Monday 22 May 2017

Marlena


The truth is both a vast wilderness and the tiniest space you can imagine. It's between me and her, what I saw and what she saw and how I see it now and how she has no now. Divide it further – between what I mean and what I say, who I am and who I appear to be, who she said she was and acted like she was and also, of course, who she really was, in all her glorious complexity, all her unknowable Marlena-ness, all her secrets
As Marlena opens, thirty-four-year-old Cat is interrupted in her “too-good” Manhattan life by a ghost from her past: Sal, the brother of Cat's once best friend, is in town and would like to meet up and talk about Marlena.

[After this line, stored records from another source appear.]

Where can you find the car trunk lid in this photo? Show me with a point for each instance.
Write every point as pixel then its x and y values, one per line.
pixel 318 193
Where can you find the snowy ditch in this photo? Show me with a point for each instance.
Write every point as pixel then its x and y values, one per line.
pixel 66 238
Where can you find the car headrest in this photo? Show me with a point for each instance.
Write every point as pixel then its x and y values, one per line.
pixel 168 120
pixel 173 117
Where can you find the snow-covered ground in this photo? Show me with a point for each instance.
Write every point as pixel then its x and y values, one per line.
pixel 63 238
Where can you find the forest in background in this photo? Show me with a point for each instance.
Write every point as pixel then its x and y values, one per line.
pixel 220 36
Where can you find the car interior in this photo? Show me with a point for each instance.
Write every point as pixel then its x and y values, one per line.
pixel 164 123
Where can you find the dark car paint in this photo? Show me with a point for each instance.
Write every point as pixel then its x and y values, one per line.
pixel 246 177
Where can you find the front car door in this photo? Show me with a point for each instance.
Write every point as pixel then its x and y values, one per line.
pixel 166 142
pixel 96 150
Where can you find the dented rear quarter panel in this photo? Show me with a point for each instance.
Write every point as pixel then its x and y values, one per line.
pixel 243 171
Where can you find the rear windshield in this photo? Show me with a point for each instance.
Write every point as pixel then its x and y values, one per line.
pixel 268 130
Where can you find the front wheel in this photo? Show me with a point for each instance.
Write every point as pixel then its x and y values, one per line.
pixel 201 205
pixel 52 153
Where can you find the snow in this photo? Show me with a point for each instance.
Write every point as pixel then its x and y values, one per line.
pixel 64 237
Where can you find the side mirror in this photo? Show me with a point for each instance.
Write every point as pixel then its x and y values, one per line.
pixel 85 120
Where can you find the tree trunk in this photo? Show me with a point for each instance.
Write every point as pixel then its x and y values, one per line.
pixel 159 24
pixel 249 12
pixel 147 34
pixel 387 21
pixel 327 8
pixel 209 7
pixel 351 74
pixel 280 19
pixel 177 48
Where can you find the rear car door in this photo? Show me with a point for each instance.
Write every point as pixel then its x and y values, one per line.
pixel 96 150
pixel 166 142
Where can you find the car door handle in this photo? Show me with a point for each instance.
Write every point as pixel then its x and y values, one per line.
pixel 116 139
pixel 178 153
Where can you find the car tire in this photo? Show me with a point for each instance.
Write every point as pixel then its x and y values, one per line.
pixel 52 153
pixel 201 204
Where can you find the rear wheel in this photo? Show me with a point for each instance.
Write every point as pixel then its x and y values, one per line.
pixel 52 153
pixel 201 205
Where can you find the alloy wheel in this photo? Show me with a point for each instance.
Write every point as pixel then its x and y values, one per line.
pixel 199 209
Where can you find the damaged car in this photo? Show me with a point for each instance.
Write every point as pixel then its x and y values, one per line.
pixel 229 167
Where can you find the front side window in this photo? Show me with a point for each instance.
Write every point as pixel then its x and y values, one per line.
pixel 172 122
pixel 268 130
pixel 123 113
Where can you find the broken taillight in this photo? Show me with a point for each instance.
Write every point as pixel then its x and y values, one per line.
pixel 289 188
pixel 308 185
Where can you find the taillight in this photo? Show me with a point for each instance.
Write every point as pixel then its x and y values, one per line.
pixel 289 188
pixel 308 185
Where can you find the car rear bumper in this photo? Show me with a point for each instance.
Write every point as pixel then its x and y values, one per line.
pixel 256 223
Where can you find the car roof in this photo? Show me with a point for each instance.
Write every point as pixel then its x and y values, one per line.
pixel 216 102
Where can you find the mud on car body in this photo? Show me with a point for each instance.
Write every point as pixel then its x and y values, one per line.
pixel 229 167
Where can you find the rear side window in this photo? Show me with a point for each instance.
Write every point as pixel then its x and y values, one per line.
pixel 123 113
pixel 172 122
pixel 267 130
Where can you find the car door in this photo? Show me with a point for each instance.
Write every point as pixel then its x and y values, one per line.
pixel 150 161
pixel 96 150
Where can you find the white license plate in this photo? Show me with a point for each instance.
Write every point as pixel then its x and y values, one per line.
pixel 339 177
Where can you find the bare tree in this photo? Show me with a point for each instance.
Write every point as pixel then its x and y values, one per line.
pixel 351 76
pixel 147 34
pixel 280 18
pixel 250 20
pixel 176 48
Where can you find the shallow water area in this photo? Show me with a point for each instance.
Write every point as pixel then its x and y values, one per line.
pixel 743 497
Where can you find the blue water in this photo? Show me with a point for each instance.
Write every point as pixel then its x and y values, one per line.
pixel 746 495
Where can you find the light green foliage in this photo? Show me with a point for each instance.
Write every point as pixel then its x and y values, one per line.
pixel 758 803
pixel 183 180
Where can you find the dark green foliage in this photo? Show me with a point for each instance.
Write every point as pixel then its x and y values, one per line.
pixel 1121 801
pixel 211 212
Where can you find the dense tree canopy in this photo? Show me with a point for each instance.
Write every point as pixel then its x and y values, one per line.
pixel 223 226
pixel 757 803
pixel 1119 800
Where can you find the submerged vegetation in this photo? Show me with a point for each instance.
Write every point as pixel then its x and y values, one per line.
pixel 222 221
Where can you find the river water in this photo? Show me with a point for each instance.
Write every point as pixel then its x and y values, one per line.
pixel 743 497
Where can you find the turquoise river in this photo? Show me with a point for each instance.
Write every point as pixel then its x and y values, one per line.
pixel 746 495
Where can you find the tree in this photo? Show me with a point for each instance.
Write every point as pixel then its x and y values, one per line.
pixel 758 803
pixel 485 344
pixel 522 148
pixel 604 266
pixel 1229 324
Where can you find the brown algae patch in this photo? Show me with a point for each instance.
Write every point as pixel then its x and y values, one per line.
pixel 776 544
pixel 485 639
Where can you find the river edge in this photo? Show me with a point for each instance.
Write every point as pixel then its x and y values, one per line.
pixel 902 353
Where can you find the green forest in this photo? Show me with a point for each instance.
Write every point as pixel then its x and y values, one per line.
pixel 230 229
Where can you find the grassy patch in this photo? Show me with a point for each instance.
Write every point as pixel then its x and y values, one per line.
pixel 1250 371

The plot rewinds back to a sleety December in northern Michigan where Cat and Marlena meet for the first time, and as we are straightaway told that Marlena will die within a year of that first encounter, there's a satisfying tension to the storyline as it switches between the events that lead up to the tragedy in the past, and the ways in which Cat is still dealing with its aftermath in the present of nearly twenty years later. Author Julie Buntin writes beautiful sentences and unspools a credible narrative full of truth and insight, but in a way, it didn't feel like I was reading anything new. This is a very good read but nothing elevates it to the level of great.

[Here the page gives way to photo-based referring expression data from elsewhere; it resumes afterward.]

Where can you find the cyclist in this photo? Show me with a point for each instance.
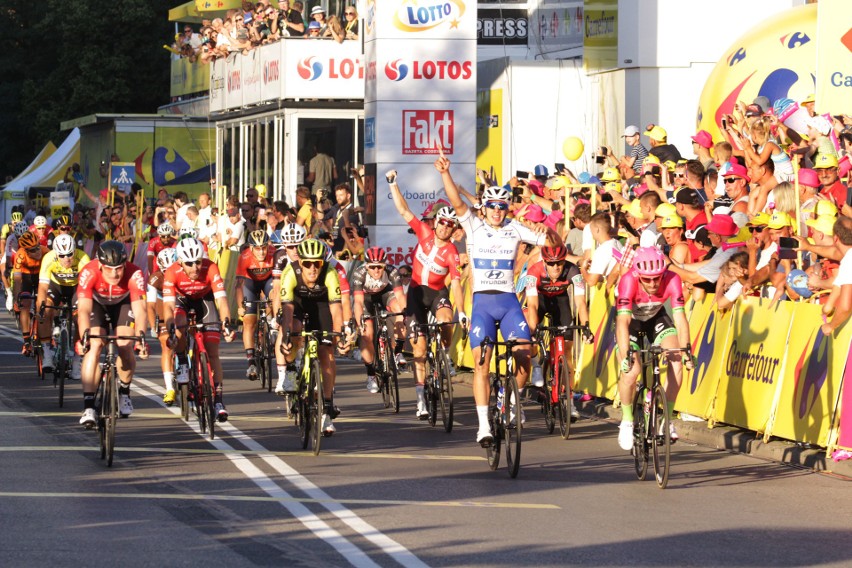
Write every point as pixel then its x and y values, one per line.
pixel 552 285
pixel 435 260
pixel 378 286
pixel 310 290
pixel 25 282
pixel 254 275
pixel 165 259
pixel 57 284
pixel 493 245
pixel 641 295
pixel 165 239
pixel 110 287
pixel 291 236
pixel 194 282
pixel 41 230
pixel 9 260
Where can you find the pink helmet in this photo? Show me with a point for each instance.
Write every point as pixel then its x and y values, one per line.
pixel 649 261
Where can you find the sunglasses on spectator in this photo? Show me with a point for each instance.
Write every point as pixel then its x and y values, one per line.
pixel 499 205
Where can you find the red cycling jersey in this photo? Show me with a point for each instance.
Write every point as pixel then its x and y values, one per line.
pixel 91 285
pixel 633 299
pixel 177 283
pixel 432 264
pixel 249 267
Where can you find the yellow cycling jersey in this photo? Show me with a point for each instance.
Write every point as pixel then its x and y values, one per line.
pixel 53 271
pixel 326 289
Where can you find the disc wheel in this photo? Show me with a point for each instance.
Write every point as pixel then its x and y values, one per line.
pixel 662 445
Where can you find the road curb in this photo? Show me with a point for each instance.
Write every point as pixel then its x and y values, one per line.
pixel 723 437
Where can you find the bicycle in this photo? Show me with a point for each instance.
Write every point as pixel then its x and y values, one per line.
pixel 505 419
pixel 64 345
pixel 557 392
pixel 651 429
pixel 106 397
pixel 309 400
pixel 264 345
pixel 200 389
pixel 387 373
pixel 439 386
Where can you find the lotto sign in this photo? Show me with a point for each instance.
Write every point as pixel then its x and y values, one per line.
pixel 427 131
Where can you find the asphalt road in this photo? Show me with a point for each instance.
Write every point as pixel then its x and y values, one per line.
pixel 386 490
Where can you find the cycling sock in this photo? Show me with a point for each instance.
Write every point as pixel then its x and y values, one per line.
pixel 169 379
pixel 482 414
pixel 626 412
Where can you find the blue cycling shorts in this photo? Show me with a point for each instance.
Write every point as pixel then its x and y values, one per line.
pixel 502 307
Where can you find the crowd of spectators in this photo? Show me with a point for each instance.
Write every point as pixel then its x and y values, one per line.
pixel 254 25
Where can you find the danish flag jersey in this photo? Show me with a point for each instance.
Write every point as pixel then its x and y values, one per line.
pixel 177 283
pixel 432 264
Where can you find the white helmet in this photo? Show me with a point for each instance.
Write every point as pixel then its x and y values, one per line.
pixel 64 244
pixel 447 213
pixel 496 193
pixel 166 258
pixel 165 230
pixel 187 232
pixel 189 250
pixel 293 234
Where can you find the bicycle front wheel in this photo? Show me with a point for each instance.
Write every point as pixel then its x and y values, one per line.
pixel 513 426
pixel 445 386
pixel 662 436
pixel 317 407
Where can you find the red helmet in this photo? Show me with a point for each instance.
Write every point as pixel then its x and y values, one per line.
pixel 649 261
pixel 376 255
pixel 554 254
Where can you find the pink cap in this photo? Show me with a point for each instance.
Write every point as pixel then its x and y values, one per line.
pixel 808 177
pixel 703 139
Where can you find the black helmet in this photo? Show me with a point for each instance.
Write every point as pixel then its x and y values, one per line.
pixel 112 253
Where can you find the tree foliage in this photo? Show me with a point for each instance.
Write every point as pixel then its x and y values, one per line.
pixel 64 60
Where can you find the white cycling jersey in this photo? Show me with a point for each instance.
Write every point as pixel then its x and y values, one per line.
pixel 493 251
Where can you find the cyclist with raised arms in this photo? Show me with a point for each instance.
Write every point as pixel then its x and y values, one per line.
pixel 435 259
pixel 377 286
pixel 310 290
pixel 165 239
pixel 194 283
pixel 642 293
pixel 254 276
pixel 552 285
pixel 110 286
pixel 493 245
pixel 25 282
pixel 165 259
pixel 57 284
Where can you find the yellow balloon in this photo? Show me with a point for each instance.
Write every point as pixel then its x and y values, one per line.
pixel 572 148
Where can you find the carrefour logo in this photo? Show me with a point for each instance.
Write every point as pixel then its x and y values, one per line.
pixel 309 69
pixel 396 71
pixel 423 15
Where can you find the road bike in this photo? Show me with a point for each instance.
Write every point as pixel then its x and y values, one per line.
pixel 264 345
pixel 106 397
pixel 651 428
pixel 504 408
pixel 309 401
pixel 64 344
pixel 557 370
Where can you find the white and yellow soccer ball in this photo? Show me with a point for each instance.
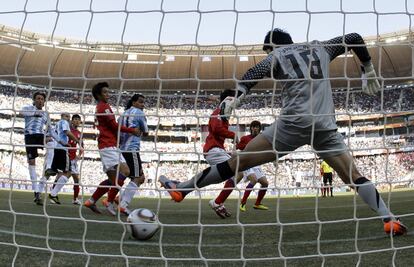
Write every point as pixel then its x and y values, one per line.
pixel 142 224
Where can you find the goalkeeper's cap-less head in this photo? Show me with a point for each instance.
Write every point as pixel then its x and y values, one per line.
pixel 276 37
pixel 226 93
pixel 97 89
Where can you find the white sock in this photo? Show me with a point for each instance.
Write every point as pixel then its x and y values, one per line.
pixel 128 194
pixel 33 177
pixel 58 186
pixel 41 185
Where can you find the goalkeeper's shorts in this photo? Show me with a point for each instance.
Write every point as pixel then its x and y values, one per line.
pixel 286 139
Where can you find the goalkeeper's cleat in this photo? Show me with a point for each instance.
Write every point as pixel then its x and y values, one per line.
pixel 243 207
pixel 76 202
pixel 109 206
pixel 92 206
pixel 260 207
pixel 177 196
pixel 54 199
pixel 396 226
pixel 219 209
pixel 124 210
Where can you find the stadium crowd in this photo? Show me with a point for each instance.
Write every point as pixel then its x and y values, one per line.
pixel 395 169
pixel 179 160
pixel 258 106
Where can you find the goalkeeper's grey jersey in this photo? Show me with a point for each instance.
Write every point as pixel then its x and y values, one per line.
pixel 303 70
pixel 307 100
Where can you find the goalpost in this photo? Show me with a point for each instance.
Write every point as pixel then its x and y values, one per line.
pixel 181 90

Why do they say ghosts are cold? Mine are warm, a breath dampening your cheek, a voice when you thought you were alone.
When fifteen-year-old Cat (formerly known as Catherine, but desperate for reinvention) first arrives in Silver Lake, her parents are newly divorced, they can no longer afford her private school fees, and the cheap modular home on blocks that her mother was able to buy is actually the nicest house on a street of A-frames and trailers. When Marlena – two years older, beautiful, and wild – emerges from the barely habitable barn conversion next door, the breath is knocked out of both Cat and her older brother, Jimmy. As the girls get to know each other – as Marlena introduces the goody-goody Cat to boys and drugs and petty crime – they quickly develop one of those all-consuming “outlines blurring” friendships particular to teenaged girls. And yet, as the older Cat is telling the story after two decades of maturation and reevaluation, she drops frequent dark hints of things to come and constantly wonders if she ever knew Marlena at all.
Sometimes I feel like she is my invention. Like the more I say, the further from the truth of her I get.

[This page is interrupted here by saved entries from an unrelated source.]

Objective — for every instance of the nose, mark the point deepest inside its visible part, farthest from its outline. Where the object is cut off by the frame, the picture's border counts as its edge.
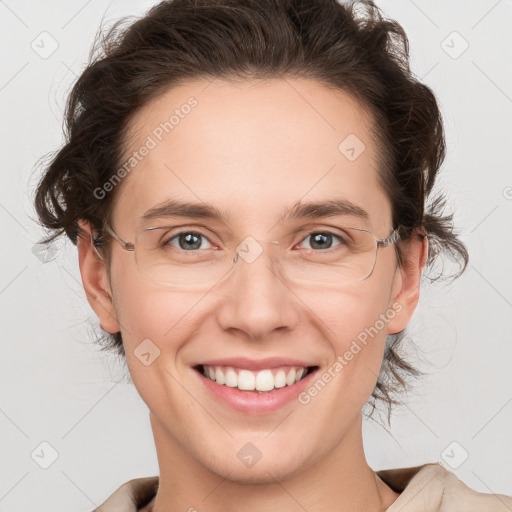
(258, 301)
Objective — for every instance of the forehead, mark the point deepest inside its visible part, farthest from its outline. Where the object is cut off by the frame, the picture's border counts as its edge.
(251, 148)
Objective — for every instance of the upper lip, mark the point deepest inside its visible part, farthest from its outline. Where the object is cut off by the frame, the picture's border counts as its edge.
(255, 364)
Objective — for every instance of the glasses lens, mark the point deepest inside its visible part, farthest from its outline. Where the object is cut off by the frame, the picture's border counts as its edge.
(350, 257)
(187, 260)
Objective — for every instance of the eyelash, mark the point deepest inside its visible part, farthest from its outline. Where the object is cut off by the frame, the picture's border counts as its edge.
(195, 233)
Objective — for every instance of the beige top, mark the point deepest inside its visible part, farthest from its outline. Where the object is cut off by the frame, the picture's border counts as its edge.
(426, 488)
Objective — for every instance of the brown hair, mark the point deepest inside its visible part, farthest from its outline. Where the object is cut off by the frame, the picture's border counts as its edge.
(348, 47)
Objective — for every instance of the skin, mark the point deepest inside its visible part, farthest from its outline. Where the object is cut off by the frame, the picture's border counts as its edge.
(254, 148)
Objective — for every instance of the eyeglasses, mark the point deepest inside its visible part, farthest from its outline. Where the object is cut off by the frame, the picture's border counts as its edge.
(188, 259)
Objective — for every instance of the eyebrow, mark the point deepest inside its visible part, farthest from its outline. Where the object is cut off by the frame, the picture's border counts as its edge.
(299, 210)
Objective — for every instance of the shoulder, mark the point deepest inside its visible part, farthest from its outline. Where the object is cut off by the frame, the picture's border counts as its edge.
(431, 487)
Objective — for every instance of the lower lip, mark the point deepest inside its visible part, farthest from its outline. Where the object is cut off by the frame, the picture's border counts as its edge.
(254, 401)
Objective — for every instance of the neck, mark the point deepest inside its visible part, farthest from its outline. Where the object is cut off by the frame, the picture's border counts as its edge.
(342, 481)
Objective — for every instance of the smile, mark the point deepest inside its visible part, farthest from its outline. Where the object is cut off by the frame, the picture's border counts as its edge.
(263, 381)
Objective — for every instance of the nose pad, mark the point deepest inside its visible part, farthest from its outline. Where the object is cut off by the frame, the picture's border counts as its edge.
(250, 249)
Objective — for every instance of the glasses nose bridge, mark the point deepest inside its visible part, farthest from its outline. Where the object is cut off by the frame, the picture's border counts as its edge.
(251, 249)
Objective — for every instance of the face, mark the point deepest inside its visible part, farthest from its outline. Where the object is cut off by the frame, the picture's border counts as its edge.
(253, 150)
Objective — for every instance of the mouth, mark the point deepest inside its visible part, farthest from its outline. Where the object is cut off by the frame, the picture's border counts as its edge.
(267, 380)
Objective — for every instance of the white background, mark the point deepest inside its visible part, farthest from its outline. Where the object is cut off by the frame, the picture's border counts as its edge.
(57, 387)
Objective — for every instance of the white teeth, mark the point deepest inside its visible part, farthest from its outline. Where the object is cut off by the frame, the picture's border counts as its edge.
(280, 379)
(231, 379)
(299, 375)
(265, 381)
(290, 378)
(246, 380)
(219, 376)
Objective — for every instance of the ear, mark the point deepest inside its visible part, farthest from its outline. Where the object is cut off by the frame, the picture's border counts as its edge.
(406, 284)
(96, 282)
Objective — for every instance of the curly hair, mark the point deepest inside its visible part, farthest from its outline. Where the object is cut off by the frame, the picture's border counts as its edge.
(350, 47)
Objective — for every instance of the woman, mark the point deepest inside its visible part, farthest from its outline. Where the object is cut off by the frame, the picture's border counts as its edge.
(247, 183)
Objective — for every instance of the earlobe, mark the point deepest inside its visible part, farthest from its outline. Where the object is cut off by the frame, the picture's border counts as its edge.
(408, 283)
(95, 281)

This switching between the two timelines was used perfectly by Buntin to demonstrate the growth of Cat's character; as in the contrast between the horrible ways in which the increasingly delinquent Cat treated her (fragile, newly divorced) mother in the past and eventually realising how brave and hard those years must have been on her; how young and beautiful and not done with living her mother had been. And this thoughtfulness is brought to bear on every aspect of the narrative – whether it's the mature Cat inserting what she didn't yet know as a teenager or present-day Cat acknowledging how her teenaged experiences were influencing her current behaviours, self-reflection adds both heft and balance to what could otherwise be tawdry details.
Great loneliness, profound isolation, a cataclysmic, overpowering sense of being misunderstood. When does that kind of deep feeling just stop? Where does it go? At fifteen, the world ended over and over and over again. To be so young is kind of a self-violence. No foresight, an inflated sense of wisdom, and yet you're still responsible for your mistakes. It's a little frightening to remember just how much, and how precisely, I felt. Now, if the world really did end, I think I'd just feel numb.
Nicely stated, but on the other hand, does that last passage really say anything I haven't read – or thought – before? And yet, the following short bit, and particularly its intriguing semicolon, stopped me in my tracks:
What I'm trying to say is that day, I learned that time doesn't belong to you. All you have is what you remember. A fraction; less.
Throughout, my sense was that I was enjoying the writing, the technique, but it wasn't adding up to much. After finishing Marlena, I was reading some reviews and discovered this one in The Atlantic. I found it most interesting for two reasons: It includes a link to this essay Buntin had written for The Atlantic in 2014; in which she wrote about a Marlena-like friend she had in high school who came to an early and tragic end. Also, this review primarily contrasts Marlena to several other recent books about female teenage friendships, and as she specifically mentioned both The Girls and My Brilliant Friend – two books that made my shortlist of favourite reads last year – I am forced to acknowledge that Marlena just doesn't rise to the level of the other two. Again, I really did like this read, I just wouldn't say “love”.